Der Abschied der Partei von seiner basisdemokratischen Orientierung ist fast vollbracht. Es dürstet die Funktionäre nach Ämterhäufung. Machtkumulation und Hierarchisierung. Auf immer weniger Schultern verteilte Verantwortung führt zu einer gesteigerten Macht der Amts- und Mandatsträger, nicht aber zu einer kompetenteren Politik.

Der Umstand, daß es innerhalb der Grünen traditionell heftige Richtungsstreits gegeben hat, ist Ausruck der im Zusammenbruch befindlichen traditionellen Parteistrukturen. Nun erlebt die Partei eine Transformation zum für die Grünen neuen – ansonsten altbekannten Modell innerparteilicher Hierarchie. Teile der Partei unterstellen, daß die Außendarstellung grüner Positionen glaubwürdiger wird, wenn innerparteilicher Dissenz nicht in die Öffentlichkeit dringt, wenn also parteipolitische Diskussionsprozesse möglichst intransparent ablaufen. Ich halte das für einen Fehler. Im Gegenteil behaupte ich, daß es eine Stärke von Bündnis 90/ Die Grünen ist, öffentlich zu diskutieren und Raum für Auseinandersetzung und verschiedene Positionen zu geben. Richtig ist, daß es in der Vergangenheit oftmals mißlungen ist, grüne Positionen eindeutig identifizierbar zu gestalten. Aber die beiden Elemente müssen sich gegenseitig nicht ausschließen. Vielmehr muß verstärkt darauf hingearbeitet werden, daß gefundene Positionen und der Prozeß der Diskussion von Außen unterscheidbar werden. Positionen befinden sich optimalerweise permanent in einem Prozeß der Hinterfragung, der Anpassung an die Wirklichkeit. (Partei-)Politische Wahrheiten sind nie absolut, auch wenn insbesondere CDU/ CSU und FDP dies der Bevölkerung Glauben machen wollen. Die Partei muß gegen das in der Bevölkerung verankerte Schwarz-Weiß-Denken ankämpfen, sie muß Diskussion in der Gesellschaft anregen und Sammelbecken für verschiedene Denkansätze bleiben. Daher ist eine dualistische – besser noch multiple - Parteistruktur mit breiten horizontalen Diskussions- und Einflußebenen fruchtbar, auch wenn sie, wie anfänglich bereits erwähnt, - insbesonderen in der Außendarstellung - nicht auf eine Zuspitzung einer Realo-Links-Konfrontation hinauslaufen darf. Ideologien sollten auch innerhalb der Grünen überwunden werden. Daher ist die Schlußfolgerung des Papiers "diesen Zielen muß auch die Parteistruktur Rechnung tragen" richtig, wenngleich wohl nicht im Sinne der AutorInnen. Gemeinsam entwickelte Kompromisse müssen gemeinsam vertreten werden, optimalerweise sind in diesen (vorläufigen) Ergebnissen die unterschiedlichen Ansätze der verschiedenen Positionen identifizierbar, ohne zu Formelkompromissen (wie z.B. der PDS-Beschluss des Berliner Landesverbandes auf der LDK zu Beginn des Jahres) zu verkommen.

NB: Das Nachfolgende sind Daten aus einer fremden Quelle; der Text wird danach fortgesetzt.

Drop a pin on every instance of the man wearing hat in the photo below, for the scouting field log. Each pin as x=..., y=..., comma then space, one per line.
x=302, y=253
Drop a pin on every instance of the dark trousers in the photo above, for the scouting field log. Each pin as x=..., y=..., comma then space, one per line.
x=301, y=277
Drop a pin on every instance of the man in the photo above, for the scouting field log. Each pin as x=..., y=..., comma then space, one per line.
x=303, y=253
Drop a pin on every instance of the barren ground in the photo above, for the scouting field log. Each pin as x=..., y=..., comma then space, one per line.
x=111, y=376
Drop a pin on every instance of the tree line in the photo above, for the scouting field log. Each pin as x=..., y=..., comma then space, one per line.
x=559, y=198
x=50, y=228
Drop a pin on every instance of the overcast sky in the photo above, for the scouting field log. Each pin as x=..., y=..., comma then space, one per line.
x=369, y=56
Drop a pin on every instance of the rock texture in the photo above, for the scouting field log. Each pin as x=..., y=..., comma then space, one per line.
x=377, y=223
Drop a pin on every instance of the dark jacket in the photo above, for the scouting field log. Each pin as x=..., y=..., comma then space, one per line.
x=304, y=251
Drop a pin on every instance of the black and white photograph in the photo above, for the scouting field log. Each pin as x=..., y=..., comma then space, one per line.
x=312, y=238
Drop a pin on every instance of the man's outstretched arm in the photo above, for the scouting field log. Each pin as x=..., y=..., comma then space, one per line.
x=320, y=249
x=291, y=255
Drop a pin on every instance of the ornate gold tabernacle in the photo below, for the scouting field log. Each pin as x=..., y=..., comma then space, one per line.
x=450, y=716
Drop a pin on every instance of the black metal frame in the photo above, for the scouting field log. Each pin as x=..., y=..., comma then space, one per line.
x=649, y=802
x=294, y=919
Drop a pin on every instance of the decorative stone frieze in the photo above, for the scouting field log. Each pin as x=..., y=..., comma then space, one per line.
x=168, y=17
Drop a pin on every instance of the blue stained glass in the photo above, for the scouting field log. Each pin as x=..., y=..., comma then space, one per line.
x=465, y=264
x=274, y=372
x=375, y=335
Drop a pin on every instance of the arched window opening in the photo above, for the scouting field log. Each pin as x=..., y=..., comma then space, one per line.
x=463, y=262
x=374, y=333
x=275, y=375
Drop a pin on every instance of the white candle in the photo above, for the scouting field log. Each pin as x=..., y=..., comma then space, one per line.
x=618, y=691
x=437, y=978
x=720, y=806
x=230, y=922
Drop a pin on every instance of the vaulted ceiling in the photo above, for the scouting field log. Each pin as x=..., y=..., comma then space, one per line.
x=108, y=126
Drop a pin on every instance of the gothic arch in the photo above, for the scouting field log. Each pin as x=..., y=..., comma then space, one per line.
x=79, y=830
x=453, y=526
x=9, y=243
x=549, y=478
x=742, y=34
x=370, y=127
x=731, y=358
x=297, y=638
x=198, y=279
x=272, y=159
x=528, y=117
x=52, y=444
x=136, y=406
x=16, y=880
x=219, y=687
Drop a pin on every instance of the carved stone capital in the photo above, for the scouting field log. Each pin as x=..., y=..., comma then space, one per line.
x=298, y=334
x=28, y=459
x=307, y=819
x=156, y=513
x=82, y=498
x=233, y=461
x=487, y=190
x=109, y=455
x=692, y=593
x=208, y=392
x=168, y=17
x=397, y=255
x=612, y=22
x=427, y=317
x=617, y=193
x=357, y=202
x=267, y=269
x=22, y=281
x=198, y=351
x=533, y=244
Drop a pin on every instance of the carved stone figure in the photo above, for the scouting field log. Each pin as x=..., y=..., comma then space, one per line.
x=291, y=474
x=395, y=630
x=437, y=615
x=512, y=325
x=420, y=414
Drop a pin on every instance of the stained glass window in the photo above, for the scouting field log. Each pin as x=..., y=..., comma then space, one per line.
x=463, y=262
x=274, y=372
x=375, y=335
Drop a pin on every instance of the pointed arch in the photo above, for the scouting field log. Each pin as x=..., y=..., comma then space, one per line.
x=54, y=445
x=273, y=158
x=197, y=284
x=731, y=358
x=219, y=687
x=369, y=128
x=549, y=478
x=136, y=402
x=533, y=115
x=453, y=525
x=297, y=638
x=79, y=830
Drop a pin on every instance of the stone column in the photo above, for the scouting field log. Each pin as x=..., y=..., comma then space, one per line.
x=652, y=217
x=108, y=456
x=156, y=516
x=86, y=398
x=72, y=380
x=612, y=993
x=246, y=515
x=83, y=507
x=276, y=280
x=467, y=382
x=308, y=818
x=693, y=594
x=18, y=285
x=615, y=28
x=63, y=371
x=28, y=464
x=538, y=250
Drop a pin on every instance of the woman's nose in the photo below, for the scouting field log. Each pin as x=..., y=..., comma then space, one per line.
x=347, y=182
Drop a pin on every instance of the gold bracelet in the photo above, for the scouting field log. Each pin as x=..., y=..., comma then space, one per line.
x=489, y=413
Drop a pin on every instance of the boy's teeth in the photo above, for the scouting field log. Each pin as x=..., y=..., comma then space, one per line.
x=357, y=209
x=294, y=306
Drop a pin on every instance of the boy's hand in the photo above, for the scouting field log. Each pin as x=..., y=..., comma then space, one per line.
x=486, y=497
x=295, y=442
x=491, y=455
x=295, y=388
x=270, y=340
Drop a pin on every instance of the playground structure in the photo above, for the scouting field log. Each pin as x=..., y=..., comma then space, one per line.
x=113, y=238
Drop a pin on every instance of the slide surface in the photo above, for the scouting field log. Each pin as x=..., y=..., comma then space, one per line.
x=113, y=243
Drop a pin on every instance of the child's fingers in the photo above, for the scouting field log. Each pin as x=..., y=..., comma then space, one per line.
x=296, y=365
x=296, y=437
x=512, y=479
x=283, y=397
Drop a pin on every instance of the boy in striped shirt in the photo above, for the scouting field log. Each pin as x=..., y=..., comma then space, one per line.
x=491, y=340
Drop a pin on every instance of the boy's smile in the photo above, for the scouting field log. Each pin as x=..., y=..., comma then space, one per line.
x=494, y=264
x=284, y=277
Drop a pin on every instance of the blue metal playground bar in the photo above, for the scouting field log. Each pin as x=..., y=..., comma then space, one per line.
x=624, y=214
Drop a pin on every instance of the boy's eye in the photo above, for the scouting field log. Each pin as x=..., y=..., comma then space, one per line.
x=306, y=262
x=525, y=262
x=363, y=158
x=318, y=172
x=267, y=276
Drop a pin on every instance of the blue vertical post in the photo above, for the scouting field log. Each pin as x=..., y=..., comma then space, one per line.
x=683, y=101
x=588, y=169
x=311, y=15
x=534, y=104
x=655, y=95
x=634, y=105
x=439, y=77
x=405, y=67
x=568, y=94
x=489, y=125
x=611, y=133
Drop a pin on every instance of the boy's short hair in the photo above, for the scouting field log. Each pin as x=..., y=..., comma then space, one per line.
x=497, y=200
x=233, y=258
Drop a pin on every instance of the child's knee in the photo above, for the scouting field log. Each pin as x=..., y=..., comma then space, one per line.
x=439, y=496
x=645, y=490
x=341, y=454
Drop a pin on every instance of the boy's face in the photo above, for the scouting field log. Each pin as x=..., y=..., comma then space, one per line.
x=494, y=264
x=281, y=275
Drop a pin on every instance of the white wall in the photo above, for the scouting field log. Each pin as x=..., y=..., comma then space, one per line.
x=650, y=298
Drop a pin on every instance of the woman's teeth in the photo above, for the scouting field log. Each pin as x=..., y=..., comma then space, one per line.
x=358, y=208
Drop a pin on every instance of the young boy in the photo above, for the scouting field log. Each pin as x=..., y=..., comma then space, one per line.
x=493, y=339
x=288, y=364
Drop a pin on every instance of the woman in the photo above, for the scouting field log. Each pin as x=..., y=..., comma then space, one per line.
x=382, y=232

Wie die AutorInnen des Papiers plädiere ich für einen barrierefreien Diaolg der einzelnen Strömungen - wir alle können voneinander lernen. Der vielgescholtene KV Kreuzberg beispielsweise hat gezeigt, daß er es sehr wohl versteht, die Stimmung innerhalb des Bezirks zu erkennen, Themen für die Bevölkerung verständlich zu transportieren, glaubwürdig zu sein und somit (auch bei den Wahlen) erfolgreiche Politik zu gestalten – allein die Kreuzberger Positionen besitzen keinen Anspruch auf allgemeine Gültigkeit. In Wilmersdorf (oder sonstwo) herrschen andere "Gesetze", werden andere Strategien bevorzugt, andere Themen diskutiert oder alternative Lösungsmodelle präferiert. Vielleicht aber hält – um beim Beipsiel zu bleiben - das "Kreuzberger Rezept" die ein- oder andere gute Idee parat, wie bündnisgrüne Politik in den Bezirken vermittelt werden kann...? Was für ein Glück der Partei, aus der Vielfalt schöpfen zu können!